Takeaways NEW
- The Canadian S&P/TSX Composite Index reached a new record thanks to the strong technology sector.
- Interest rate cut expectations and US job data support the market despite higher Canadian unemployment rate.
The Canadian main stock index S&P/TSX Composite reached a new record value on Friday, driven by strong gains in the technology sector. A decline in bond yields, triggered by expectations of another significant interest rate cut by the Bank of Canada, favored this development. The index closed with a gain of 11.76 points, or 0.05 percent, at 25,691.8 points, surpassing the previous high from Thursday. The positive weekly balance of the index shows an increase of 0.22 percent, marking the fifth consecutive week of gains.
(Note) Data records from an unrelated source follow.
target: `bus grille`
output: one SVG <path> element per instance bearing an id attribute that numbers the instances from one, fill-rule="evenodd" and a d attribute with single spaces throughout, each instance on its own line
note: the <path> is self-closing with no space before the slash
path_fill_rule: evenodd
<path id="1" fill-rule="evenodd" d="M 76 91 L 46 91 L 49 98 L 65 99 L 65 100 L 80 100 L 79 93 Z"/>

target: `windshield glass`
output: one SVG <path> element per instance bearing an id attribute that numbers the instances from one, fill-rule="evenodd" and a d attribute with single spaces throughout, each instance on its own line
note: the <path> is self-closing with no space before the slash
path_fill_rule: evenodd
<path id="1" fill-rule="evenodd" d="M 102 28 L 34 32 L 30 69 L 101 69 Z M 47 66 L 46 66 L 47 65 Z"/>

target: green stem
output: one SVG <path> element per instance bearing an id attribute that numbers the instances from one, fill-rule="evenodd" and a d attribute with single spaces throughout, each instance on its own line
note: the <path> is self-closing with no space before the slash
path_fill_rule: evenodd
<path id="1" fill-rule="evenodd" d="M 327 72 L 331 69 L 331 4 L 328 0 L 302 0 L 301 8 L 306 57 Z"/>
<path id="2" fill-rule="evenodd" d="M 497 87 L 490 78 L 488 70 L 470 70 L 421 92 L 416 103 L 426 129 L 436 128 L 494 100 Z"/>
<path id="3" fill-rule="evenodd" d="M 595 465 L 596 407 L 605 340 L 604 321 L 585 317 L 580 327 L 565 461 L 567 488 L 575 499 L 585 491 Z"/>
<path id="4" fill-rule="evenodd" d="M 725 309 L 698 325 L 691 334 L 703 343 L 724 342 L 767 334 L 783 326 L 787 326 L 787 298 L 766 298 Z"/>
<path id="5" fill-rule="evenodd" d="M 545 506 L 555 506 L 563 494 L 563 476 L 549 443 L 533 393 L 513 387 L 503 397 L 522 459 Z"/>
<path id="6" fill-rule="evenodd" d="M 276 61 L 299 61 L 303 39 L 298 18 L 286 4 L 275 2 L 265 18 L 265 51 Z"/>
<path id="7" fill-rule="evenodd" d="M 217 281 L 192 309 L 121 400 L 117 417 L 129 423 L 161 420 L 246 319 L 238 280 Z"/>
Meanwhile, investors analyzed both U.S. and Canadian labor market data for November. While Canada's unemployment rate rose to 6.8 percent, marking an eight-year high outside of the pandemic, U.S. job growth recovered significantly after being affected by storms and strikes. Despite the recessionary sentiments in Canada, the robust U.S. job data provided confidence to the market, as noted by Barry Schwartz of Baskin Wealth Management. Interest rate cuts also make stocks more attractive, leading to increased speculation about a further rate cut of half a percentage point at the upcoming Bank of Canada meeting on December 11. The yield on ten-year Canadian government bonds fell to its lowest level in two months. The technology sector particularly benefited, as lower long-term rates favor the expected future cash flows of such growth companies. Technology stocks rose by 1.78 percent, led by gains in shares of e-commerce giant Shopify, which increased by 4.67 percent. The Bank of Montreal also scored with a gain of 4.72 percent after Scotiabank raised the price target for its shares. Another highlight was BRP, whose shares rose by an impressive 6.9 percent after the company's quarterly earnings exceeded expectations. However, the index was dampened by the energy sector, which fell by 2 percent as concerns over an oversupply weighed on oil prices.